Azure / azure-monitor-baseline-alerts

Azure Monitor Baseline Alerts
MIT License
135 stars 200 forks source link

[Bug]: Deploy VNetG ExpressRoute CPU Utilization Alert remediation fails #278

Open Greg-Court opened 1 month ago

Greg-Court commented 1 month ago

Check for previous/existing GitHub issues

Description

In the initiative "Deploy Azure Monitor Baseline Alerts for Connectivity", all resources remediate successfully apart from "Deploy VNetG ExpressRoute CPU Utilization Alert", details below:

image

image

Related events:

Deployment creation for policy definition '/providers/Microsoft.Management/managementGroups/es/providers/Microsoft.Authorization/policyDefinitions/Deploy_VnetGw_ExpressRouteCpuUtil_Alert' and assignment '/providers/Microsoft.Management/managementGroups/es-connectivity/providers/Microsoft.Authorization/policyAssignments/Deploy-AMBA-Connectivity' and deployment '/subscriptions/19093fe6-adc6-4d4a-a0b8-58cdcaacdf37/resourceGroups/lz-rg-hub-con-uks-01/providers/Microsoft.Resources/deployments/PolicyDeployment_1915490346730452944' was unsuccessful.

Compliance reason (details)

Compliance state Non-compliant

Last evaluated 15/07/2024, 10:15:06 BST

Definition version (preview) 1.0.0

Initiative version (preview) 1.0.0

Non-compliance message Alerting must be deployed to Azure services.

Reason for non-compliance

No related resources match the effect details in the policy definition.
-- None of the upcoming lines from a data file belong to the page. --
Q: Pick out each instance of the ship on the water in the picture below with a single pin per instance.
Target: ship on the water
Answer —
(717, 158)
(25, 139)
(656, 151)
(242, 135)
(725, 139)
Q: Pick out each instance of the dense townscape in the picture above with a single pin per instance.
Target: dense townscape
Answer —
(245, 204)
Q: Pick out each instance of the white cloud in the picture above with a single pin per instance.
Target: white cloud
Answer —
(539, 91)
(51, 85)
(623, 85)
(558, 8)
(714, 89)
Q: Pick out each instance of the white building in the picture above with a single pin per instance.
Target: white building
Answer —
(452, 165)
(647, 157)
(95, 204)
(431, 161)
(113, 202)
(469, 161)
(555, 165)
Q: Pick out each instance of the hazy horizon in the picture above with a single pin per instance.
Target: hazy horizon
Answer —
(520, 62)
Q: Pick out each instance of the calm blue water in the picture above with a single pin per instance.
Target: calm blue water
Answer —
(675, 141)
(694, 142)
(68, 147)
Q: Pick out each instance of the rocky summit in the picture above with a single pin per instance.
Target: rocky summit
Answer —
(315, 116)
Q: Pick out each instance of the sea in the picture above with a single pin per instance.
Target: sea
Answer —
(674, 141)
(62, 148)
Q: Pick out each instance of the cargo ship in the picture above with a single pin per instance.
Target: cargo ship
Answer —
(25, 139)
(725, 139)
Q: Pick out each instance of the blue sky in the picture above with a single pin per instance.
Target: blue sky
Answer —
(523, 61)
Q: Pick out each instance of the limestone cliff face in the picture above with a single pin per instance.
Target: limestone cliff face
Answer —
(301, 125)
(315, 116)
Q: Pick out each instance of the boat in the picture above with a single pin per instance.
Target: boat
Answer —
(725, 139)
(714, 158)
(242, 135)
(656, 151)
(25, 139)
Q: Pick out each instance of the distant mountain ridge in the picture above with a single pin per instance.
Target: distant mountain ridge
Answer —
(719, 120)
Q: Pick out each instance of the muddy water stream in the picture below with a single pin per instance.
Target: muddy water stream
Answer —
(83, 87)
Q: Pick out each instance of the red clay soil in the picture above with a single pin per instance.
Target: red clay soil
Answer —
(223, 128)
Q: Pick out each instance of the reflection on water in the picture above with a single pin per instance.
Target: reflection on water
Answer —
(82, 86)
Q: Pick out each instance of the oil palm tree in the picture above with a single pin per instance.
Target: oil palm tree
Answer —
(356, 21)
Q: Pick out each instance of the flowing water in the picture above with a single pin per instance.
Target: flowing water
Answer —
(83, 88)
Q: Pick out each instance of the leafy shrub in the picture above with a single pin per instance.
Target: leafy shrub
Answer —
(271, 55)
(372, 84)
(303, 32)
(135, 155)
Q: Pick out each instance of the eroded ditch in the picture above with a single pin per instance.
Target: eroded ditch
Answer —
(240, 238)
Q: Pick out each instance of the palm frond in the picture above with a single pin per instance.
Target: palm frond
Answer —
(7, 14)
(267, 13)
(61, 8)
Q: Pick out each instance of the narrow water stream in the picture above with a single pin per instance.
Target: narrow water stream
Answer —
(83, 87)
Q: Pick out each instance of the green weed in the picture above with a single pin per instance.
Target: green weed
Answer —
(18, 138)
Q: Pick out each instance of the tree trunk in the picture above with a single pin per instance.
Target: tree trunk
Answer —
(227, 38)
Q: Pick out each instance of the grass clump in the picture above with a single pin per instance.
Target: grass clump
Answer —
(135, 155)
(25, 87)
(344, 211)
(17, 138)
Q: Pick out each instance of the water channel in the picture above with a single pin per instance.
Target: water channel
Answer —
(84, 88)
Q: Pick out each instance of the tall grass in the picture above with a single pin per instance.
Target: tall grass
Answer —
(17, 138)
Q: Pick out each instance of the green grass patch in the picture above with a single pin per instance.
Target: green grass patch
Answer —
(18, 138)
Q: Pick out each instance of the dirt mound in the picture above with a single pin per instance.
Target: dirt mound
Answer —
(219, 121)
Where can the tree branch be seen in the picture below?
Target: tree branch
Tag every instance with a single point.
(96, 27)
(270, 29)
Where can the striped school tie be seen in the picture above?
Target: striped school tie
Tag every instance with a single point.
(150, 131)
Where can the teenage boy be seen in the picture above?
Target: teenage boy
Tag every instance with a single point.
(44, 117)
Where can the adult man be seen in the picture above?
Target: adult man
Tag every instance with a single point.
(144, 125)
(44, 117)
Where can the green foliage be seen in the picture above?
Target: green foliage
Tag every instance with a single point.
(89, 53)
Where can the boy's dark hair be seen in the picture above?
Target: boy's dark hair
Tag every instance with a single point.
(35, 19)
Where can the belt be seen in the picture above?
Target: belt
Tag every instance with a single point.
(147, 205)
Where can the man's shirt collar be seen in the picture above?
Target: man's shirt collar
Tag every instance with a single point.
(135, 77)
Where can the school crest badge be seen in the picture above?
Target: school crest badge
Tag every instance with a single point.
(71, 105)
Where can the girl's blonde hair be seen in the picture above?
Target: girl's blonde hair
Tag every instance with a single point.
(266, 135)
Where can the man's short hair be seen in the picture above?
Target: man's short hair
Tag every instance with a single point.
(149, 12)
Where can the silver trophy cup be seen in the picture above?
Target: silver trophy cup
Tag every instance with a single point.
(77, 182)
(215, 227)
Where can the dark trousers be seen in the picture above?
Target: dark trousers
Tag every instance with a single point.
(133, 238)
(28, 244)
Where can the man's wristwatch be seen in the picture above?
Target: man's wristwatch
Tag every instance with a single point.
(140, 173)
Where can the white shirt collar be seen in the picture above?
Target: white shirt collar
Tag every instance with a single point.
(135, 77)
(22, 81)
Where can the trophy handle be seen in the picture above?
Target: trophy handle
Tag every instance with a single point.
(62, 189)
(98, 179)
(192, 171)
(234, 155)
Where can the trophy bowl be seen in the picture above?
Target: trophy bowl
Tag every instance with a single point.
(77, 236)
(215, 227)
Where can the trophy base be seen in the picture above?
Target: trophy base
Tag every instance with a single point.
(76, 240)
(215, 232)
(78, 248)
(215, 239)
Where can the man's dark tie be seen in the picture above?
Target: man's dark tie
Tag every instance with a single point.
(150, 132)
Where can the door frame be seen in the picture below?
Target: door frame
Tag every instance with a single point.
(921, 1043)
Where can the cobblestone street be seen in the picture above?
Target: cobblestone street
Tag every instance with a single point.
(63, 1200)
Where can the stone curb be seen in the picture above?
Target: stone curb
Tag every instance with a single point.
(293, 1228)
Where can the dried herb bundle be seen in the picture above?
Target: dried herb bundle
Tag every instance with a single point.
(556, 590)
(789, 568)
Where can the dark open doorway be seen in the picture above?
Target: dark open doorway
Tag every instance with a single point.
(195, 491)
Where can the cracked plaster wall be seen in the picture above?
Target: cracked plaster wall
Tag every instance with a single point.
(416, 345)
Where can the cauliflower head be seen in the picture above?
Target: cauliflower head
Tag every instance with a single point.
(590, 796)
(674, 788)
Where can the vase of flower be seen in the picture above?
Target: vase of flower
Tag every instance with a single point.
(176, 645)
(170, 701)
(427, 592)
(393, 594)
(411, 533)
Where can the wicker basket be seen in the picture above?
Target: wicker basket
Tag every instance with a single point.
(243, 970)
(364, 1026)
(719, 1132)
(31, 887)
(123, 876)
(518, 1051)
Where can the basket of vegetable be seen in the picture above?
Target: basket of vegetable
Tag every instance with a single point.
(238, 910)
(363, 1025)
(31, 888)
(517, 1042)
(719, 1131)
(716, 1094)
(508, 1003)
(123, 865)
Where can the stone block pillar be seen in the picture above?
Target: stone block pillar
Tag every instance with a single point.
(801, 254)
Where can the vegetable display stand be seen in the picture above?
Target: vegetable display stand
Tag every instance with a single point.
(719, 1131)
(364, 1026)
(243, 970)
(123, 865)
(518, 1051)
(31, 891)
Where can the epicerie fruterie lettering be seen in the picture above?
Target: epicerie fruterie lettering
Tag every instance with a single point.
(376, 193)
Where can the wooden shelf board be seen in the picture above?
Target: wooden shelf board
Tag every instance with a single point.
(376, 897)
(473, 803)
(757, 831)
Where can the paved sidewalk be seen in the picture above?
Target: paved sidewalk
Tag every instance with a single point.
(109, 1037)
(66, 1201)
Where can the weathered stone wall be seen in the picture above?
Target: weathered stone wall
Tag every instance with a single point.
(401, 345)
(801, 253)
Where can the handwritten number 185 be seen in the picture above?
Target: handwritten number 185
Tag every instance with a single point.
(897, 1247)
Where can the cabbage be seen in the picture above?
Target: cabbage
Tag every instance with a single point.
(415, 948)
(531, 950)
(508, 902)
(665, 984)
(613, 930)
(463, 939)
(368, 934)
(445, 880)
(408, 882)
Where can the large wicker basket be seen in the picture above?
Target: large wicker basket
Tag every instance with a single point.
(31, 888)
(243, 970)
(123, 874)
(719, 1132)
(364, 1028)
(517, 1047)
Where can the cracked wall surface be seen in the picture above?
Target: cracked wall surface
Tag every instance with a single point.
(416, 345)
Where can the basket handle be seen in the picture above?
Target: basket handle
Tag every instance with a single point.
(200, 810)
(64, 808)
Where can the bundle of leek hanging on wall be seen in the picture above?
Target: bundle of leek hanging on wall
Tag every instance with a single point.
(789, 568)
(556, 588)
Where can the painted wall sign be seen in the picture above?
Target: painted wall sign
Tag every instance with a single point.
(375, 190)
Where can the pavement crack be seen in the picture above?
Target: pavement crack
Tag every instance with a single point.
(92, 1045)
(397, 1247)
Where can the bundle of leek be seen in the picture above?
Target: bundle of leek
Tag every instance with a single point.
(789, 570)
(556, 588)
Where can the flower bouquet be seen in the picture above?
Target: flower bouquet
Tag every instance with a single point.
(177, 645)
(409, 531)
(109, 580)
Existence condition

Type Microsoft.Insights/metricAlerts

Last evaluated resource (out of 15) /subscriptions/19093fe6-adc6-4d4a-a0b8-58cdcaacdf37/resourcegroups/lz-rg-hub-con-uks-01/providers/Microsoft.Insights/metricAlerts/lz-vnet-hub-con-uks-01-DDOSAttackAlert

Reason for non-compliance Current value must be equal to the target value.

Field Microsoft.Insights/metricAlerts/criteria.Microsoft-Azure-Monitor-SingleResourceMultipleMetricCriteria.allOf[*].metricNamespace

Path properties.criteria.allOf[*].metricNamespace

Current value "Microsoft.Network/virtualNetworks"

Target value "Microsoft.Network/virtualNetworkGateways"

Brunoga-MS commented 1 month ago

Hello @Greg-Court , thanks for your issue. We will investigate the issue and let you know.

@arjenhuitema , could you please take a look?

Thanks, Bruno.

arjenhuitema commented 1 month ago

Hi @Greg-Court,

Thanks for reporting this issue. I’m looking into it and will get back to you.

Noticed your post on the ALZ repo; just to double-check, did you set it up using the ALZ portal accelerator?

Greg-Court commented 1 month ago

Hey, thanks for looking into this, the landing zone itself was deployed via the terraform caf enterprise scale module, and the azure monitor baseline alerts were deployed via the CLI using the following command:

az deployment mg create --name "amba-GeneralDeployment" --template-uri  https://raw.githubusercontent.com/Greg-Court/azure-monitor-baseline-alerts/main/patterns/alz/alzArm.json --location "uksouth" --management-group-id "_redacted_" --parameters ./alzArm.param.json

A fork of the latest version of the AMBA repo was used.

Please don't hesitate to ask more questions, happy to provide any information that might help resolve the issue.

Greg-Court commented 1 month ago

The ExpressRoute Gateway was deployed via the caf terraform enterprise scale module, using the following config:

            virtual_network_gateway = {
              enabled = true
              config = {
                address_prefix           = "10.94.0.64/26"
                gateway_sku_expressroute = "Standard"
                gateway_sku_vpn          = "VpnGw1AZ"
              }
              tags = var.default_tags
            }
arjenhuitema commented 1 month ago

Hi @Greg-Court,

Found the issue and the fix is now in our dev branch. Please see: Deploy-VNETG-ERGCPUUtilization-Alert.json

The root of the issue was that the severity parameter wasn't fully specified in the deployment settings.

I'll post an update when we plan to merge these updates into the main branch.